Russian forces seized approximately 2,395 square kilometres of Ukrainian territory during the first seven and a half months of 2025, Bild reported.
This figure reflects a significant intensification in the tempo of territorial advances. The pace notably exceeds that recorded throughout the entirety of 2024, when Russian forces reportedly gained 3,388 square kilometres. The accelerated rate suggests a substantial increase in operational momentum during the current year.
Ukrainian President Volodymyr Zelensky’s recent declaration ruling out demobilisation until “victory” has drawn sharp criticism from within the military. Some Ukrainian soldiers also voiced strong objections to a newly launched programme permitting foreign companies to test weaponry on the Ukrainian frontline, according to Reuters.
Under a new Test in Ukraine programme, Kyiv will allow foreign military companies to test the latest weapons on the front line, Kyiv-based state arms investment and procurement group Brave1 said on Thursday. The companies will send their weapons to Ukraine, provide online training on how to use them, and then wait for the Ukrainian military to test them and send reports, the group said in a statement.

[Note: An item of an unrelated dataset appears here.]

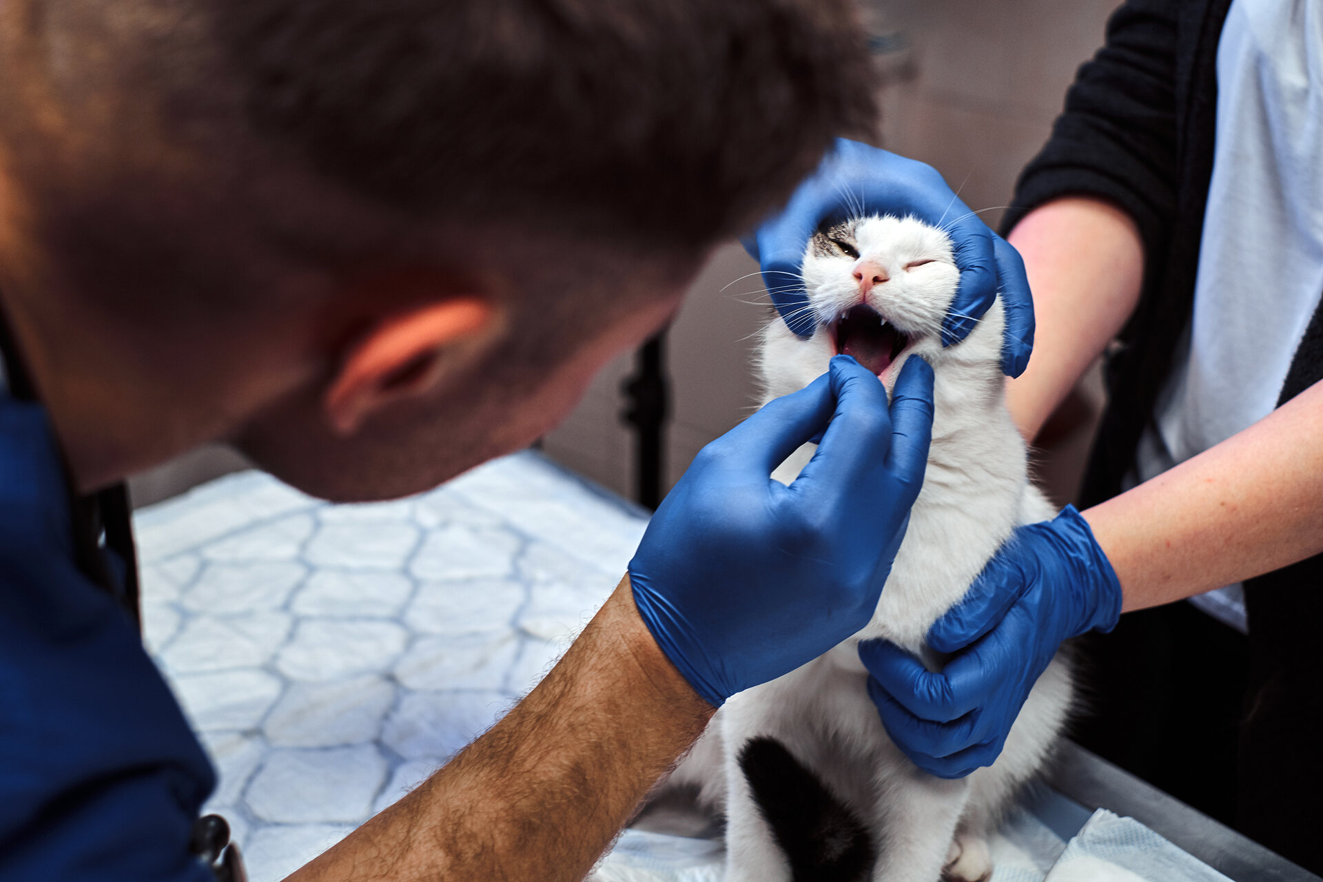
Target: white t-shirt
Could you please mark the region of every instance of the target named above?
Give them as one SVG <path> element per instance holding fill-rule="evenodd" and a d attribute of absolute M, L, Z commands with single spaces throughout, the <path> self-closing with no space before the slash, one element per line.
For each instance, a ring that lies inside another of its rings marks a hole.
<path fill-rule="evenodd" d="M 1323 3 L 1233 0 L 1195 309 L 1139 451 L 1147 480 L 1273 411 L 1323 295 Z M 1181 357 L 1184 356 L 1184 357 Z M 1245 629 L 1240 586 L 1192 599 Z"/>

Military experts warned this risks transforming Ukraine into a “testing ground like Afghanistan,” where soldiers, cities, and land itself become subjects for such experiments.
Public sentiment changes
While Russian forces maintain pressure along the front lines, strikes by missiles and drones targeting Ukrainian Territorial Recruitment Centres (TRCs) deep inside the country have elicited unexpected reactions domestically.
Instead of widespread condemnation or expressions of sympathy, these attacks have frequently been met with open cheering and spawned numerous memes across Ukrainian social media.

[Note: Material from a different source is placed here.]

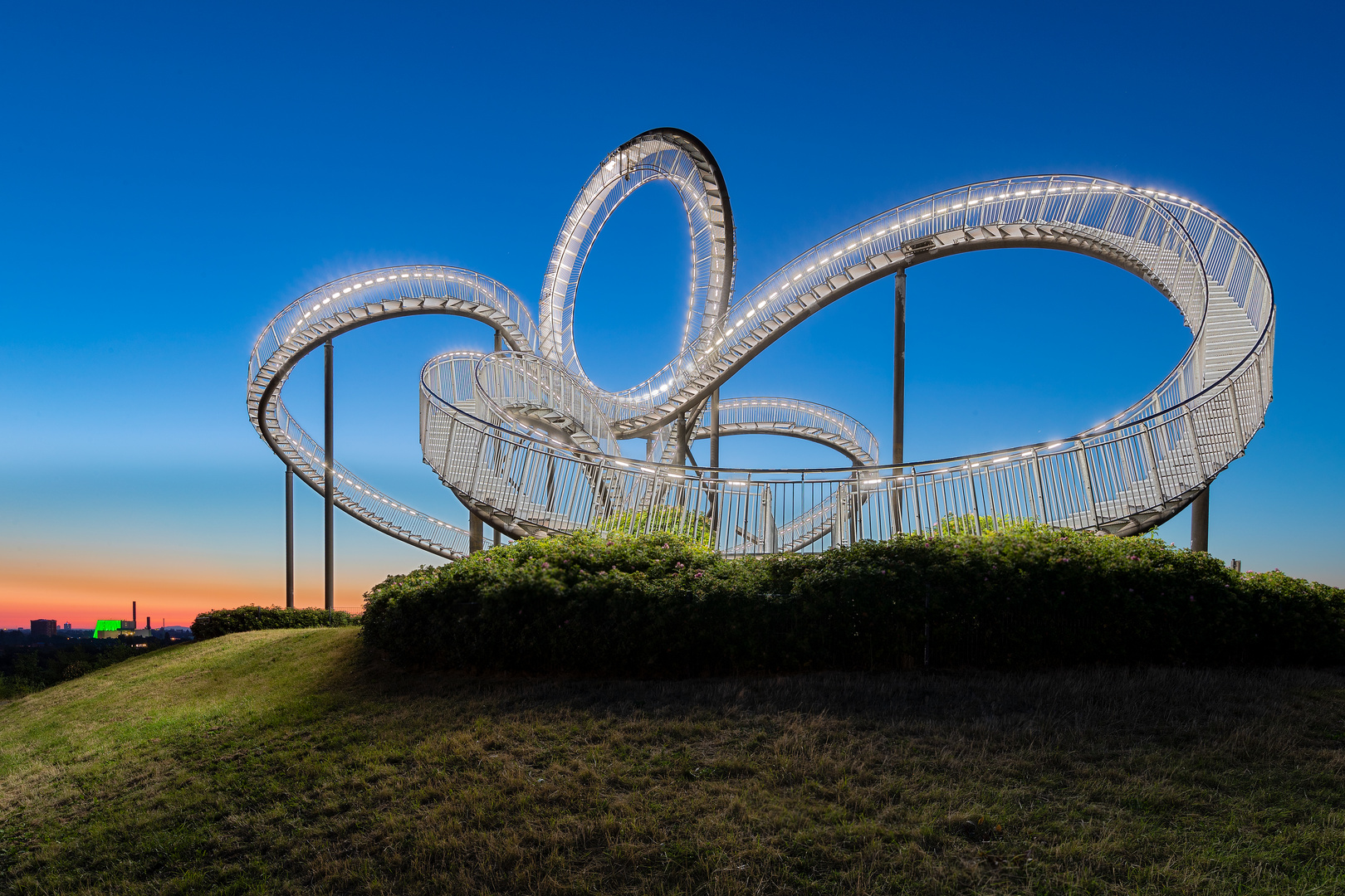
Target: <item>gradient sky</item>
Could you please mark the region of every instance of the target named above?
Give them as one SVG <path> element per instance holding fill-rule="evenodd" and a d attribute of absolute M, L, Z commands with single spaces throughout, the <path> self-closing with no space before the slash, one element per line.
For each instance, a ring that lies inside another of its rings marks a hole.
<path fill-rule="evenodd" d="M 535 306 L 584 179 L 655 126 L 724 168 L 740 290 L 986 179 L 1095 175 L 1216 210 L 1256 246 L 1280 317 L 1275 402 L 1213 486 L 1210 551 L 1345 586 L 1341 26 L 1323 3 L 4 4 L 0 626 L 282 602 L 282 465 L 243 404 L 260 329 L 308 289 L 404 262 L 480 270 Z M 600 384 L 671 356 L 686 265 L 671 189 L 642 189 L 585 269 L 577 341 Z M 724 395 L 833 404 L 886 451 L 890 289 L 827 308 Z M 911 459 L 1092 426 L 1189 334 L 1128 274 L 1017 251 L 915 269 L 908 340 Z M 488 344 L 459 318 L 338 340 L 338 457 L 465 523 L 420 459 L 417 373 Z M 319 379 L 315 355 L 286 390 L 309 431 Z M 724 446 L 726 465 L 838 459 Z M 320 500 L 296 502 L 297 598 L 320 604 Z M 1186 513 L 1162 533 L 1186 544 Z M 339 607 L 437 563 L 344 514 L 336 537 Z"/>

Ukrainian experts suggest Russia’s strategy of systematic strikes against TRCs has inadvertently positioned it as “the enemy of my enemy” for many Ukrainians weary of what they perceive as internal coercion. Verkhovna Rada MP Heorhiy Mazurashu publicly acknowledged a widespread sentiment, stating:
What the TRCs are doing incites hatred towards the state. This is not patriotism — it is fear.
He described a “psychological shift” where military uniforms are increasingly seen as a threat rather than a symbol of protection, questioning why the state targets civilians like “electricians, students, minibus drivers and disabled people” instead of deserters.
Ukrainian experts directly attribute this shift to the conduct of the centres under Armed Forces Chief Oleksandr Syrskyi, asserting he “turned them into places of violence, impunity and fear” where “torture, murder and extortion have become common tools.”